It’s a matter of time before other insurers follow Lloyd’s example and reduce their exposure in the eurozone

In one of the most telling moves since the start of the eurozone debt crisis, Lloyd’s chief executive Richard Ward has revealed that the London market has reduced its exposure to Europe.

And amid fears of a Greek exit and the collapse of the euro, Ward last week confirmed that Lloyd’s has a back-up plan in place to switch settlement to other currencies in the event of Greece pulling out.

But, more worryingly, he also revealed that Lloyd’s was prepared to take writedowns on its £58.9bn investment portfolio if the currency collapses.

There were some words of encouragement, however. Ward does not believe Greece’s departure would cause the eurozone to fall apart, but he added Lloyd’s would be prepared for that eventuality.

The eurozone’s woes have hit home in recent weeks with UK insurers as the crisis has escalated. Aviva, which is heavily exposed on the continent, announced plans to sell its Sri Lankan and South Korean businesses to bolster its capital buffers.

As late as last week, rating agency Fitch sent out a timely reminder, flagging up Aviva and Allianz’s eurozone debt exposures, with the former having significant exposure to Italy via its subsidiary, and Allianz Italy carrying a large portion of Italian sovereign debt.

Groupama also suffered a €1.76bn (£1.40bn) loss in 2011, primarily due to write-downs on Greek debt and losses on equity holdings.

One thing is certain – the eurozone crisis will get worse before it gets better for insurers, and it wouldn’t be a surprise to see more companies taking big writedowns on their investments across the continent as they seek to de-risk their portfolios.

Those insurers willing to adopt a wait-and-see approach are playing a deadly game.

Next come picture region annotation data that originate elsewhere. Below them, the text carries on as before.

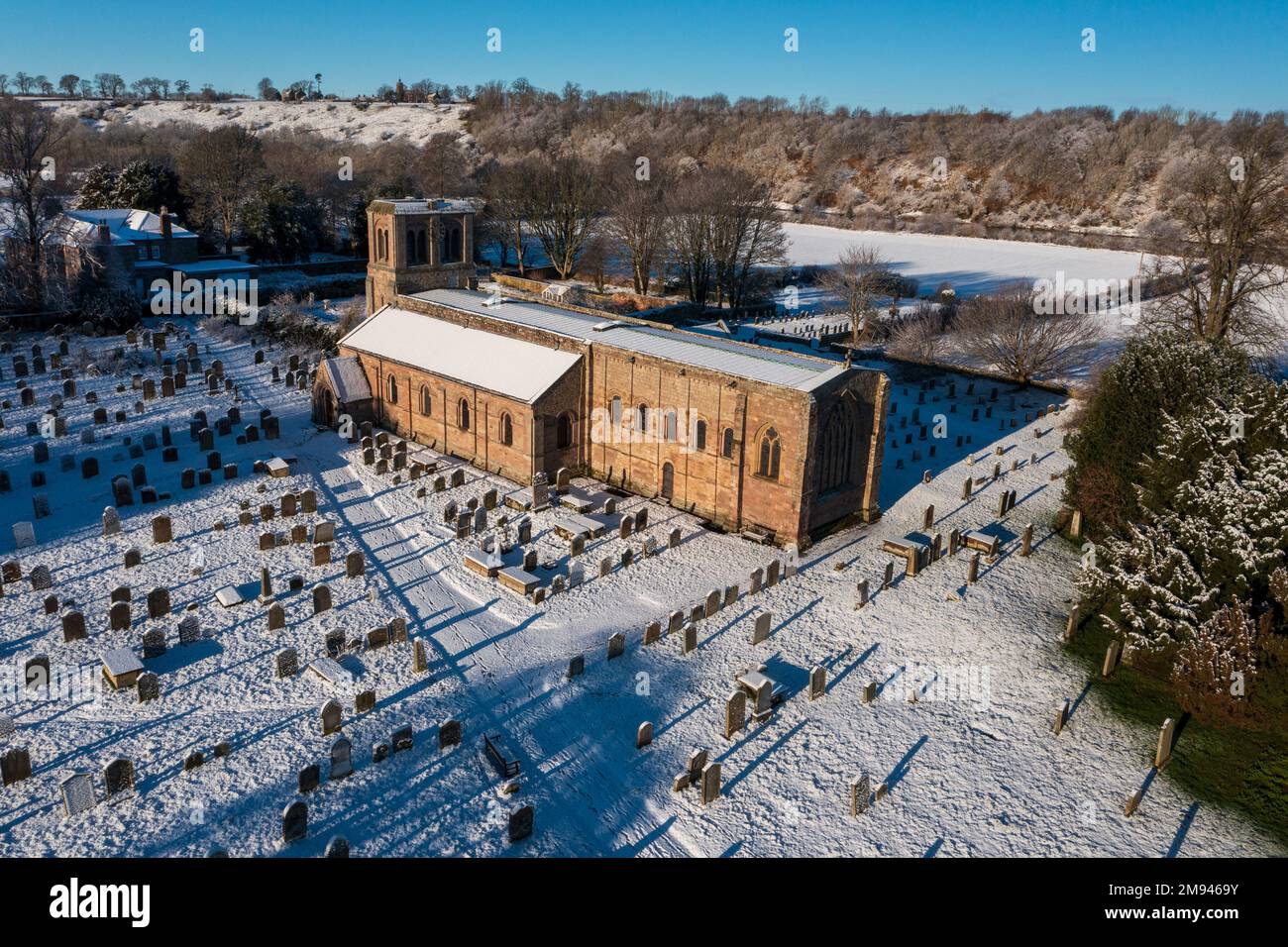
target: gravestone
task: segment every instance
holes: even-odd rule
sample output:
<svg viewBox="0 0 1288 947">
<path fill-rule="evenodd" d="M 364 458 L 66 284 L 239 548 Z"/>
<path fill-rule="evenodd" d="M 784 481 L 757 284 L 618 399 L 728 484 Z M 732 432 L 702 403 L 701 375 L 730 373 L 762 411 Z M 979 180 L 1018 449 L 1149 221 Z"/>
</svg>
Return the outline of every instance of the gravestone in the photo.
<svg viewBox="0 0 1288 947">
<path fill-rule="evenodd" d="M 322 767 L 318 763 L 310 763 L 304 767 L 299 774 L 299 790 L 301 794 L 312 792 L 322 782 Z"/>
<path fill-rule="evenodd" d="M 131 791 L 134 789 L 134 764 L 124 756 L 117 756 L 103 770 L 103 786 L 107 789 L 108 799 Z"/>
<path fill-rule="evenodd" d="M 809 673 L 809 698 L 817 701 L 827 693 L 827 669 L 815 665 Z"/>
<path fill-rule="evenodd" d="M 331 745 L 331 772 L 328 780 L 343 780 L 353 774 L 353 743 L 340 737 Z"/>
<path fill-rule="evenodd" d="M 343 713 L 344 711 L 340 709 L 339 701 L 328 700 L 326 703 L 322 705 L 319 716 L 322 720 L 323 737 L 336 733 L 340 729 L 340 718 Z"/>
<path fill-rule="evenodd" d="M 533 809 L 523 805 L 510 813 L 510 841 L 523 841 L 532 835 Z"/>
<path fill-rule="evenodd" d="M 90 773 L 72 773 L 58 783 L 63 794 L 63 813 L 71 818 L 98 805 L 94 777 Z"/>
<path fill-rule="evenodd" d="M 283 648 L 277 652 L 277 676 L 294 678 L 300 670 L 300 655 L 295 648 Z"/>
<path fill-rule="evenodd" d="M 31 778 L 31 754 L 24 746 L 15 746 L 0 756 L 0 783 L 12 786 Z"/>
<path fill-rule="evenodd" d="M 456 746 L 461 742 L 461 722 L 460 720 L 443 720 L 438 725 L 438 749 L 446 750 L 450 746 Z"/>
<path fill-rule="evenodd" d="M 746 691 L 730 691 L 725 700 L 725 740 L 732 740 L 747 724 Z"/>
<path fill-rule="evenodd" d="M 309 834 L 309 807 L 295 800 L 282 809 L 282 841 L 300 841 Z"/>
<path fill-rule="evenodd" d="M 866 813 L 871 796 L 872 782 L 867 773 L 860 773 L 850 780 L 850 814 L 858 817 Z"/>
<path fill-rule="evenodd" d="M 626 635 L 618 631 L 612 638 L 608 639 L 608 660 L 612 661 L 614 657 L 621 657 L 626 653 Z"/>
<path fill-rule="evenodd" d="M 702 767 L 702 804 L 707 805 L 720 798 L 720 764 L 707 763 Z"/>
</svg>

But there could be significant rewards for those willing to hold their nerves if and when Europe returns to stability.

Cobra deal deadline slips

In other news, the deadline for Alto Intermediary Group’s takeover deal of Cobra, due to expire today, has been put back to 7 June to give the company more time to arrange financing.

While it seems a deal could be on the cards, Cobra’s members will have to wait another week to have their future decided.